3. When the valuation and deal details are mostly finalized, in the negotiation stage, the two parties can work out the transaction details and then sign a sales and purchase agreement (SPA).

4. The final stage is to close the deal and initiate post-deal processes including redeployment of personnel and systems and integration of company procedures and cultures.

When are M&As most likely?

A company is most likely to accept an M&A when times are tough. On the flip side, a company is most likely to seek to acquire other companies when it feels it’s in a strong position, or needs to create a more competitive and cost-effective company.

Sometimes a company may agree to an M&A even if they’re not struggling financially due to the lure of a competitive offer. Likewise, a company whose finances are uncertain may still seek an M&A if they feel acquiring the other company’s resources will turn their business around.

What makes an M&A worthwhile?

There are several potential benefits to an M&A. A company may purchase a direct competitor in order to acquire a larger market share. In addition, they may be able to reduce their costs by eliminating duplicated overhead costs between the two companies. This can include staff reductions, economies of scale and acquisition of new technologies.

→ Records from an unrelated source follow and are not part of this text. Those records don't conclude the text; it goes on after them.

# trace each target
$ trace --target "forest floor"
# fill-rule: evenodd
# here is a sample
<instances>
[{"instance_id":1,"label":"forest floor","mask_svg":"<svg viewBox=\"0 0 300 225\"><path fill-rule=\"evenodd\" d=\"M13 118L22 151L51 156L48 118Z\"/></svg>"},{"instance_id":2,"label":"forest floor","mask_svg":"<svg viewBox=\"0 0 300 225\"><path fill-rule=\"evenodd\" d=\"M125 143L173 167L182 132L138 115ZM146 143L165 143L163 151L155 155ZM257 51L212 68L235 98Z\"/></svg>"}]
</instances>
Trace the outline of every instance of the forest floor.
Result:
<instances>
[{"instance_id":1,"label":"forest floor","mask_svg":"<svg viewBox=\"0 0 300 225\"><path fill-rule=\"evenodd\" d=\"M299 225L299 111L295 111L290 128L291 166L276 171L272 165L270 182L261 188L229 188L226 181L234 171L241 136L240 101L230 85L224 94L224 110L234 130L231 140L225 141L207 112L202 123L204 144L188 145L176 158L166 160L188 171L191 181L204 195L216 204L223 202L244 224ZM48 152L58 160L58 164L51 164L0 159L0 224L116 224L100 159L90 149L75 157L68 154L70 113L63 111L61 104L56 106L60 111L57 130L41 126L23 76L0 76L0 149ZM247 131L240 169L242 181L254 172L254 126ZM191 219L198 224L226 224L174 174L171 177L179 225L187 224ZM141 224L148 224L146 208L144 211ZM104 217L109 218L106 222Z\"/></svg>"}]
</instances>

Another reason for an M&A may be to diversify the business of a company by purchasing a company in an unrelated field. Gaining new markets can help improve revenues by expanding distribution that can, in turn, lead to the generation of new sales avenues.

Should I get legal advice about an acquisition?

Quality legal advice is essential for several stages of selling a business. If you decided to seek competitive bidding, you might want to draw up a confidentiality agreement to protect any commercially sensitive information. When you’ve reached an outline agreement you’ll want to put the main points of the deal in a signed heads of terms agreement, then get legal advice on the wording of the final terms.

While the buyer’s completing due diligence, it can be tempting to want not to volunteer any information that could discourage them – but deception could leave you open to a legal claim. A legal adviser will help you to stay on the right side of the law.